By the time of the take-over of Flight 93 over Pennsylvania, though, the passengers were in touch with friends on the ground who knew what had happened in New York City and Washington.
The term “paradigm shift” has become a cliché, but that’s what happened on Flight 93. We’ll never know the details, but we know that the passengers, armed with information and whatever weapons and plans they could improvise, without “training” from “experts,” fought back and probably saved the U. S. Capitol.
The rules had changed. The good people of Flight 93 adapted on the spot, changed their own rules, improvised a response.
The shootings at Columbine High School in Colorado happened in 1999. Most schools are still using a traditional “lockdown” model that amounts to “sit down, shut up, do as you’re told, wait for something beyond your control” today, just like in 1999.
I’ve been trained in and am working from a different model, one that still includes lockdown when necessary but includes active resistance – diversion, distraction, delay – during a lockdown. It’s also based on informing the students and faculty and promoting independent decisions.
Twelve years ago, the paradigm shifted in the space of hours without help from experts. The events of 9/11/01 suggest that we can learn and do better, as we have.
When the shoe bomber tried to strike in December 2001, the passengers jumped him, subdued him, and stopped him. The underwear bomber in December 2009 was also subdued by passengers.
Many other times in the last twelve years, someone aboard a plane has acted in a way that scared other passengers and suggested an attempt to crash the plane. Every time, those around that passenger reacted strongly and intervened.
This doesn’t guarantee the safety of our aircraft. The bombers in 2001 and 2009 encountered technical problems with their explosives that gave the passengers a chance to act.
However, we’ve decided that we’re not going down quietly, not going to die passively.
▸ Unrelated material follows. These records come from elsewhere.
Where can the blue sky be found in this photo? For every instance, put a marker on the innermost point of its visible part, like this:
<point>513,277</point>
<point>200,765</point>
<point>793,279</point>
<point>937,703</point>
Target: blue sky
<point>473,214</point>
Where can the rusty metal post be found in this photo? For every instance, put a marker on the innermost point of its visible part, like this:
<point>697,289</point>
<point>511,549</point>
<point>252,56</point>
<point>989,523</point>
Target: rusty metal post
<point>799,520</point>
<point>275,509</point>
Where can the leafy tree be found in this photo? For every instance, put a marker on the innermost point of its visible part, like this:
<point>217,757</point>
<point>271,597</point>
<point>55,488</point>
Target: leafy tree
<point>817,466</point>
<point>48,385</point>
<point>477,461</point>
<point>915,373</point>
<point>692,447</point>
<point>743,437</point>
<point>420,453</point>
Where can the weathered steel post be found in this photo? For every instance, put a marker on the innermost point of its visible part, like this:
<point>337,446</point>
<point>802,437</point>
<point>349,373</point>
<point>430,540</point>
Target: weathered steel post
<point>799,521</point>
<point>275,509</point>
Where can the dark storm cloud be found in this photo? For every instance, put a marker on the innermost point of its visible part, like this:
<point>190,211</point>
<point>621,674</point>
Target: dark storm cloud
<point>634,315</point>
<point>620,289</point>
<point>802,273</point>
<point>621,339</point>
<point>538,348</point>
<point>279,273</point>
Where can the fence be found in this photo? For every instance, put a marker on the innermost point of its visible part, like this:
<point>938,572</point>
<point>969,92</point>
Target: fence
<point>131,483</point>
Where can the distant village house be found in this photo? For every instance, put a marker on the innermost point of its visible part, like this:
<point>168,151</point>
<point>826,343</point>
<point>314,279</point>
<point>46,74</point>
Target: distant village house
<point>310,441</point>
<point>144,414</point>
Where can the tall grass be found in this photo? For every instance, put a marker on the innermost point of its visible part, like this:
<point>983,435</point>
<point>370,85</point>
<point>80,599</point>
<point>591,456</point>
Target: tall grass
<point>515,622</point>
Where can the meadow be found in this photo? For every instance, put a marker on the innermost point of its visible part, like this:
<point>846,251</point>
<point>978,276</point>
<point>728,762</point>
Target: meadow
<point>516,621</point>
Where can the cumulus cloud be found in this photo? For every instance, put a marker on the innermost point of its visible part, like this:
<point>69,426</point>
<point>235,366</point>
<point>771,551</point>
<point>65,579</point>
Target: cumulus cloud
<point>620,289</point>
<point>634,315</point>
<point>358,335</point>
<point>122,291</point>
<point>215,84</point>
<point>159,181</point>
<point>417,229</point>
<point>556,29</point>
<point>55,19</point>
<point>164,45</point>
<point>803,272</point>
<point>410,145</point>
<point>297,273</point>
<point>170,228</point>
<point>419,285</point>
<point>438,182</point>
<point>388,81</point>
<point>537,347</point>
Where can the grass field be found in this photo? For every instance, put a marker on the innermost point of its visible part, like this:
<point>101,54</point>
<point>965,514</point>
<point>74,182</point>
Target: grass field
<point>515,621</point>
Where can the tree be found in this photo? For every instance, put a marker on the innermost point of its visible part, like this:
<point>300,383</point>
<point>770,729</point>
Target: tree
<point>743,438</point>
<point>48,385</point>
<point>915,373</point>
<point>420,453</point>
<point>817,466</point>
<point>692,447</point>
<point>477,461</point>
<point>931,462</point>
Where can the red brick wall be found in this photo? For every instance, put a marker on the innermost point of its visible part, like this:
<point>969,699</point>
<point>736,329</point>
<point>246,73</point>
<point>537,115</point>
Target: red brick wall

We may not win, but we will lose fighting.
Twelve years ago today, we figured that out in hours. Schools have taken years but they are catching up. Some students and faculty at Virginia Tech in 2007 barricaded and escaped and survived.
At each new challenge while serving on Hurricane Katrina, I asked myself, “How do I want to handle this?”
It’s a powerful question. It took me out of the realm of old, habitual reaction and put me in touch with the potential and choices of the moment.